We, the PC co-chairs, decided to start a blog to document our progress in organizing ACL 2017, while soliciting your help and advice along the way.

As you may have noted by our affiliations, Min and I  are exactly on opposite time zones with 12 hours time difference. However, our history goes way back – we were both PhD students in the Columbia NLP group, sitting in adjacent offices. Back then, papers were still submitted in hard copy via FedEx, conference talks were presented using transparencies, and NAACL had yet to hold a separate conference. Fast forward to now, there have been many changes to how conferences are organized and run. But the internal workings of the scientific program committee still continue to be a hidden process with only the final selection of papers being observed.

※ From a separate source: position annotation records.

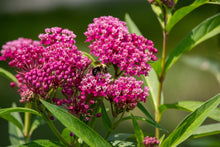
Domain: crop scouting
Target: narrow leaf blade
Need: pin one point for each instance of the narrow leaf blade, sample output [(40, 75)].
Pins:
[(105, 118), (207, 29), (76, 126), (190, 106), (42, 143), (7, 75), (17, 109), (206, 130), (131, 25), (191, 123), (180, 13)]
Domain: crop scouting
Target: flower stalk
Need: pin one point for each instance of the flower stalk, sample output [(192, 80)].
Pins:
[(27, 122), (161, 76)]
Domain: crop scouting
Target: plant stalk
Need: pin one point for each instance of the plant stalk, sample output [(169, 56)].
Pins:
[(55, 131), (27, 122), (161, 79)]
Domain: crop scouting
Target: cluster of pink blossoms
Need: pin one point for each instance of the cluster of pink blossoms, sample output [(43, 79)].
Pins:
[(150, 141), (55, 62), (112, 43), (126, 92)]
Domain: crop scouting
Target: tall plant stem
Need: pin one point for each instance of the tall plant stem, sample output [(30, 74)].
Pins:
[(55, 131), (27, 122), (161, 79)]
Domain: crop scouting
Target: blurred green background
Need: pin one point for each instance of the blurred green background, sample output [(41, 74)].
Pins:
[(20, 18)]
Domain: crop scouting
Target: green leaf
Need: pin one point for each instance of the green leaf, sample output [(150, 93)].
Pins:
[(138, 132), (36, 123), (216, 2), (42, 143), (191, 123), (17, 109), (151, 121), (189, 106), (153, 83), (13, 120), (66, 134), (16, 136), (159, 14), (206, 130), (204, 64), (131, 25), (180, 13), (119, 143), (76, 126), (119, 136), (105, 118), (7, 75), (145, 120), (207, 29)]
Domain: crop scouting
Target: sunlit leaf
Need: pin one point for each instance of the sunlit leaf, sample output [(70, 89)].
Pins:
[(180, 13), (105, 118), (119, 136), (190, 106), (36, 123), (131, 25), (7, 75), (42, 143), (17, 109), (153, 84), (189, 125), (76, 126), (121, 143), (207, 29), (206, 130), (205, 64), (66, 135)]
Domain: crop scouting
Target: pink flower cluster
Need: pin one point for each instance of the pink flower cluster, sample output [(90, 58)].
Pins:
[(96, 86), (23, 53), (55, 35), (126, 92), (150, 141), (112, 43), (42, 69)]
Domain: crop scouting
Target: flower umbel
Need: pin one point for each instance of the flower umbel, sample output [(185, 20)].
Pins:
[(125, 92), (113, 44)]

With this blog, we hope to increase transparency and communication. We will share with you the important policy steps related to review quality assurance. But perhaps more importantly, we hope to solicit your feedback about improving the workflow, and as an important side-effect, the scientific program. We promise to carefully consider your suggestions but we appreciate your understanding that our ultimate decisions will not make all parties happy.990301-cochairs

3 thoughts on “Welcome

  1. Not really a policy related query:

    Could you provide undergraduates like us some do’s and don’ts of writing up an ACL / NLP related paper? Like what reviewers generally look for, how the baselines should be tested, what to include in supplementary sections etc? Most of us, do not have a well-established AI / NLP departments in our colleges. A blog post like this could be helpful to us.

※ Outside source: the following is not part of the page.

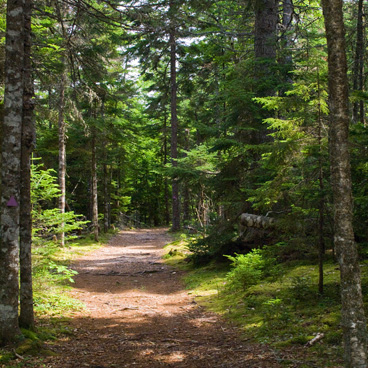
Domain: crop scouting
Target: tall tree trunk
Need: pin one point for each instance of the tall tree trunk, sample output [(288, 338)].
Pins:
[(26, 317), (321, 209), (174, 125), (266, 17), (265, 37), (106, 197), (10, 172), (287, 59), (358, 81), (166, 184), (62, 151), (352, 319), (94, 186)]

    Thanks a lot for your stellar services.

    Liked by 1 person

    1. Dear Confused Undergrad:

      Thanks for writing to us and asking this question! Much has been said in the past and in various posts elsewhere about how to write an academic paper. We’d like to say this is much an art as a science, as writing a good paper requires logical argumentation, persuasive dialog and often empirical evidence. But we think it is best a good question posed to the entire ACL membership and the reviewers for ACL 2017 themselves. Both of us think this may make a useful and constructive (and perhaps provocative) piece for discussion. Once the reviewers for ACL are finalized, we hope to turn back to this issue for an open discussion with the public.

      Let us know what you think of this idea!


  2. ACL used to have a mentoring process, though this was largely aimed at people who’s first language wasn’t English. If you are new to publishing then I would suggest targetting relevant workshops first. Reviewing feedback should be better and less brutal.